Why Do Workers In Red States Vote Against Government Regulations?

One explanation for Robert Reich's question is that workers in Red States vote on cultural and value issues.  That may be part of the reason, but the other reason is economic.  The red states are able to attract businesses and jobs to their states by being "business friendly".  When jobs are scarce workers vote in their economic interest.

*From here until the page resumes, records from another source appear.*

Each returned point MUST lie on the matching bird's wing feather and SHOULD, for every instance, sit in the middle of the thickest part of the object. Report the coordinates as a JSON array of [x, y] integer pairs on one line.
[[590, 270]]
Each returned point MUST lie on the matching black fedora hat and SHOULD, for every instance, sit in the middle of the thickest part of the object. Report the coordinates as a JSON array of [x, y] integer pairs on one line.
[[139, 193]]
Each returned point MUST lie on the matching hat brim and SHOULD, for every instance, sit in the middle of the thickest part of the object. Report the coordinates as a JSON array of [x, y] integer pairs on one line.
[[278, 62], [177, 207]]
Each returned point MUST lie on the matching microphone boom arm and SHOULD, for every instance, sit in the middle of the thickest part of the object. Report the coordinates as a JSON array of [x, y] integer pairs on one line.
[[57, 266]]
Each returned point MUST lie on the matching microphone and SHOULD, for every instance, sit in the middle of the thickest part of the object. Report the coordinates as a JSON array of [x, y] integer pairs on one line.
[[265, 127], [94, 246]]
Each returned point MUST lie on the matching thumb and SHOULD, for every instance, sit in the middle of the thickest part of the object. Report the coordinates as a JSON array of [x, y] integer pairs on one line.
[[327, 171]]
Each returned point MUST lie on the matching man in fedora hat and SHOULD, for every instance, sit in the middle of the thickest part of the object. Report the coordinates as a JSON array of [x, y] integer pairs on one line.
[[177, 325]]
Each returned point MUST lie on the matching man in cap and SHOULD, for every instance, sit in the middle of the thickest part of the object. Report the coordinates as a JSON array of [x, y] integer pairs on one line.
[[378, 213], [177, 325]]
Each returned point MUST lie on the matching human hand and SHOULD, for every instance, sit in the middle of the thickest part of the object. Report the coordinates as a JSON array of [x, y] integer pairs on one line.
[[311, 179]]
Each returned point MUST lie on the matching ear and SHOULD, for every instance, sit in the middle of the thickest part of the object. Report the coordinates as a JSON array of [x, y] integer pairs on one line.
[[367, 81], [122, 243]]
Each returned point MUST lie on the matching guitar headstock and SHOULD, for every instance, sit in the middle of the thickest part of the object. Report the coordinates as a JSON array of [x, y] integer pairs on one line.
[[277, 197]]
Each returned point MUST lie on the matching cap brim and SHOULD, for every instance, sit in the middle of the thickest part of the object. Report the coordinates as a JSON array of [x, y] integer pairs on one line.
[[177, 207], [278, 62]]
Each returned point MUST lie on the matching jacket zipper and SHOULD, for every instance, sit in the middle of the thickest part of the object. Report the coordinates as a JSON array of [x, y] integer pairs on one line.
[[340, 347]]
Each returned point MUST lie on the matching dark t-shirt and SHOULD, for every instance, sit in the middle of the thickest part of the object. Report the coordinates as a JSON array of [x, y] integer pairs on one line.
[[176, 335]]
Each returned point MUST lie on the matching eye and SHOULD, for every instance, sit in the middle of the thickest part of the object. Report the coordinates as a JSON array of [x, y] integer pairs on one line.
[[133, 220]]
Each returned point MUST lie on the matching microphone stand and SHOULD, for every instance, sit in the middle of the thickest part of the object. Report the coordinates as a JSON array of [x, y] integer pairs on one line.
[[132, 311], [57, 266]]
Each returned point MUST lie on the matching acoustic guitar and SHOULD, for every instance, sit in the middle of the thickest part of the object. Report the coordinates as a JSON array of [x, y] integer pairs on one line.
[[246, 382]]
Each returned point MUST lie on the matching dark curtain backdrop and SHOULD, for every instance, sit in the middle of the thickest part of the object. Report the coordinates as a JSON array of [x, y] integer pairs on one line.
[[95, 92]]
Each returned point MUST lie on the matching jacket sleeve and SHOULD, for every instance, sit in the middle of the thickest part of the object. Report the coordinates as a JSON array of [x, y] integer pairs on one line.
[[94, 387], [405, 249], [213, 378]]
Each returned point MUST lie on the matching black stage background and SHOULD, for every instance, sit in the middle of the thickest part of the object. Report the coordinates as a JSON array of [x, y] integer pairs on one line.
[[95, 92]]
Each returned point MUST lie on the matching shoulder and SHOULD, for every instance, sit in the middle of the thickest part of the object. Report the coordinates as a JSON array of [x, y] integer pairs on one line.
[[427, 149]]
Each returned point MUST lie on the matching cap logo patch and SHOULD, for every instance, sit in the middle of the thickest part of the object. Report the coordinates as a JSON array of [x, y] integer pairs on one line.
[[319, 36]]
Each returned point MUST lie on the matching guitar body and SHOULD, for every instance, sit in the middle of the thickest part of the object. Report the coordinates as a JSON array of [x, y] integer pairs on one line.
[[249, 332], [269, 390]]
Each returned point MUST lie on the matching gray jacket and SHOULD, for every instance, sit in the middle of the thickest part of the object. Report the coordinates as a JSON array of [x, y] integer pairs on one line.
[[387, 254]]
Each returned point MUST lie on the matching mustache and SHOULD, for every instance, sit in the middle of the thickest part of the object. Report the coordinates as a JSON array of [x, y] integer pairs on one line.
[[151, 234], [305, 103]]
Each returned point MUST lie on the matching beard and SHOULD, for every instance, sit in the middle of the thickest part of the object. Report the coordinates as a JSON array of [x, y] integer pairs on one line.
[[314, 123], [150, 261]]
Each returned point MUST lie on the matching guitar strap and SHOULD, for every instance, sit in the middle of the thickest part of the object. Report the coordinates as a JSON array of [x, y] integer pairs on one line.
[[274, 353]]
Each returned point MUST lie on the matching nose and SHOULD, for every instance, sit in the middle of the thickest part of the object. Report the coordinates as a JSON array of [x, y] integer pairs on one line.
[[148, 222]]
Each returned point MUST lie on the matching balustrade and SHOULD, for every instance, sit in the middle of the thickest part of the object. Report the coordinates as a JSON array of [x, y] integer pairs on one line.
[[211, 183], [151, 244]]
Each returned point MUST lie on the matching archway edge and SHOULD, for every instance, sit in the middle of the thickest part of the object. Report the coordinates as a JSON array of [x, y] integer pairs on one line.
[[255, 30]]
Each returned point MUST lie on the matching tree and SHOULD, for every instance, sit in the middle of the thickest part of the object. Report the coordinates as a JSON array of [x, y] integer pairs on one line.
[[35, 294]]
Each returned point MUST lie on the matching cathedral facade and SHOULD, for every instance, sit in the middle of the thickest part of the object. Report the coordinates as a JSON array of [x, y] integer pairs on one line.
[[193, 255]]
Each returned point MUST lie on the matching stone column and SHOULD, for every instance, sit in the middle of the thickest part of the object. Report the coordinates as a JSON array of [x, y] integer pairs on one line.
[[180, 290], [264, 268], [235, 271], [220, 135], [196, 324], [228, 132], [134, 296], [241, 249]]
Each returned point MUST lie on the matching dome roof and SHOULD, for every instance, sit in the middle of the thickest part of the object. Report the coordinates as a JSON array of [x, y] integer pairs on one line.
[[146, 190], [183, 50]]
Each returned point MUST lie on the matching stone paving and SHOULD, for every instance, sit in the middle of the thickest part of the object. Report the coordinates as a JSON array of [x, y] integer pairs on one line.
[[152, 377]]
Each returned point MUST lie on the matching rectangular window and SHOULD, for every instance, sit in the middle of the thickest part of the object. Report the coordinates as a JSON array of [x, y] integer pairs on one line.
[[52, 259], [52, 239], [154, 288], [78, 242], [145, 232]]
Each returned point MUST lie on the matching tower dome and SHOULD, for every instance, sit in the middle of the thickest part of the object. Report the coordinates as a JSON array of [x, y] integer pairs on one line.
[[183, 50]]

Reich does not consider another question that is related to the issue that he raised.  That is, why might business leaders prefer a less than full-employment economy?  One might expect that more growth and output is in their interest.  That may not be true.  For example, corporate profits in the US have been at an all time high under conditions of high unemployment.  To some extent, the high profits are the result of stagnant growth in wages.  It is easier to control wage growth when we do not have full-employment.  At a deeper level, it also gives business leaders more power in relation to government officials.  Politicians understand the importance of jobs.  In every state, and in every nation, they are in competition with each other to attract jobs to their area of responsibility.  That is only possible when jobs are a scarce commodity.  Full employment would be very bad for business.  One of the benefits of globalization is that it is easier for businesses to move jobs from places with high levels of employment, and high wages, to locations with higher unemployment and lower wages.  They can also do so without worrying about the loss of consumer demand in areas that they vacate.  They can replace the demand in mature markets with demand in more rapidly growing markets.